14. The electron steam supply device according to claim 13, wherein the controller is configured to increase the fluctuation speed when one or more of the one or more measured characteristics determined by the one or more sensors are within a first predetermined range, and / or decrease the fluctuation speed when one or more of the one or more measured characteristics determined by the one or more sensors are within a second predetermined range.
15. The electron vapor supply device according to claim 11, wherein the one or more sensors include a puff sensor, and the measured characteristic determined by the puff sensor is the intensity or strength of user inhalation.
16. The electron vapor supply device according to claim 11, wherein the one or more sensors include a temperature sensor, and the measured characteristic determined by the temperature sensor is the temperature of the aerosol generating material.
17. The electron vapor supply device according to claim 11, wherein the electron vapor supply device is configured to receive a consumable containing an aerosol generating material, and the one or more sensors include a consumable identification sensor, and the measured characteristics determined by the consumable identification sensor are identification information of the consumable received by the electron vapor supply device.
18. The electron vapor supply device according to claim 17, wherein the identification information of the consumable includes identification information of the aerosol generating material of the consumable.
19. The electron vapor supply device according to claim 1 or 2, wherein the at least one antenna includes a first antenna and a second antenna.
20. The electron steam supply device according to claim 19, wherein the controller is configured to activate the first antenna and then activate the second antenna during the course of the one or more heating cycles.
21. The first antenna is for generating microwave radiation at a first frequency, The electron vapor supply device according to claim 19, wherein the second antenna is for generating microwave radiation at a second frequency different from the first frequency.
22. The system further comprises a heating cavity for receiving the aerosol generating material, The first antenna is for generating microwave radiation directed towards the first region of the heated cavity, The electron vapor supply device according to claim 19, wherein the second antenna is for generating microwave radiation directed to a second region of the heating cavity, the second region being different from the first region.
23. An electron vapor supply device according to claim 1 or 2, A liquid supply unit that vaporizes to form vapor for user inhalation during use, An electronic steam supply system equipped with the following features.
24. A method for generating steam, A step of generating radio frequency (RF) electromagnetic radiation to generate steam by heating an aerosol-generating material, A step of varying one or more characteristics of the RF electromagnetic radiation during one or more heating cycles based on predetermined variations, Methods that include...

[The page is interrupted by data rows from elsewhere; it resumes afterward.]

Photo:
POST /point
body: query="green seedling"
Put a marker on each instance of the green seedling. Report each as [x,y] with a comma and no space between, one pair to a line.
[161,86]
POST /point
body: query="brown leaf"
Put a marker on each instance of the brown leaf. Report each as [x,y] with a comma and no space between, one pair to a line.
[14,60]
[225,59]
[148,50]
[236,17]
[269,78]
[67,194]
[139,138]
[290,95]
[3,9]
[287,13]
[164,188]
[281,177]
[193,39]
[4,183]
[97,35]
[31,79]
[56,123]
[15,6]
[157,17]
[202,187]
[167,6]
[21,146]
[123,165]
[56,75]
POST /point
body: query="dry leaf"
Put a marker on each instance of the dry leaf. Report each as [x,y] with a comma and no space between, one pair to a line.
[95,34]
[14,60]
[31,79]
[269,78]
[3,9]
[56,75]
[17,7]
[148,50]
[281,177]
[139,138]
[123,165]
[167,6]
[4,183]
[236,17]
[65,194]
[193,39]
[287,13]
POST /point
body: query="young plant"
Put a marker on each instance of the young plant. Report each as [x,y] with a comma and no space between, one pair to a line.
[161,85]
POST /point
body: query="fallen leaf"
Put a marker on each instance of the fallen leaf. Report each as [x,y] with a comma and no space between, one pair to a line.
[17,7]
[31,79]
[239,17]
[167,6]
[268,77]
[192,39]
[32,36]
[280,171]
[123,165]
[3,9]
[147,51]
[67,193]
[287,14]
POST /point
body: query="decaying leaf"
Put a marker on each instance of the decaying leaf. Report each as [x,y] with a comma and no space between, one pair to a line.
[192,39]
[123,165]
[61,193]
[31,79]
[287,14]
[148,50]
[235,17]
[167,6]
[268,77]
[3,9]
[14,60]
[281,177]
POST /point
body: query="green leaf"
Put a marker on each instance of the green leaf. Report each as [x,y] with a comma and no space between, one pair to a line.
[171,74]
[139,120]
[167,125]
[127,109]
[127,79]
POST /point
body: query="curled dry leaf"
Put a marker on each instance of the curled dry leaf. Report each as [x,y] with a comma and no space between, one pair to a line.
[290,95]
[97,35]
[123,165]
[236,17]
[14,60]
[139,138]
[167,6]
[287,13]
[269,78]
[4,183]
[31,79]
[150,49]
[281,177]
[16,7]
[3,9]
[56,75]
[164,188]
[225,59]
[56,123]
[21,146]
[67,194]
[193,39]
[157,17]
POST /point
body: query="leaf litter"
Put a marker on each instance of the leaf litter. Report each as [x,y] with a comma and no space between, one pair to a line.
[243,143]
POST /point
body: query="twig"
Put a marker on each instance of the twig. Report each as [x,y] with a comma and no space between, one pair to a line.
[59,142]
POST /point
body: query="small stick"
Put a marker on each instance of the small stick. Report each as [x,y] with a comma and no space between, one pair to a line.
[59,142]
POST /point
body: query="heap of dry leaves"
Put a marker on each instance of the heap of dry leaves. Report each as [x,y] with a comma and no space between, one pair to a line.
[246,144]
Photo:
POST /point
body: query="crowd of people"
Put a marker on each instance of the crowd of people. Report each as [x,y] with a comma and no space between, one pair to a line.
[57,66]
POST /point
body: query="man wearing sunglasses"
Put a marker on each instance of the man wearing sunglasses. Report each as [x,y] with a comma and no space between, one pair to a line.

25. The electron vapor supply device according to claim 1 or 2, wherein the controller is configured to vary the one or more characteristics of the RF electromagnetic radiation over the course of one or more heating cycles based on predetermined variations.
26. The electron vapor supply device according to claim 1 or 2, wherein the controller is configured to vary the one or more characteristics of the RF electromagnetic radiation over one or more heating cycles based on predetermined variations, in accordance with predicted variations in the characteristics of the aerosol-generating material over one or more heating cycles.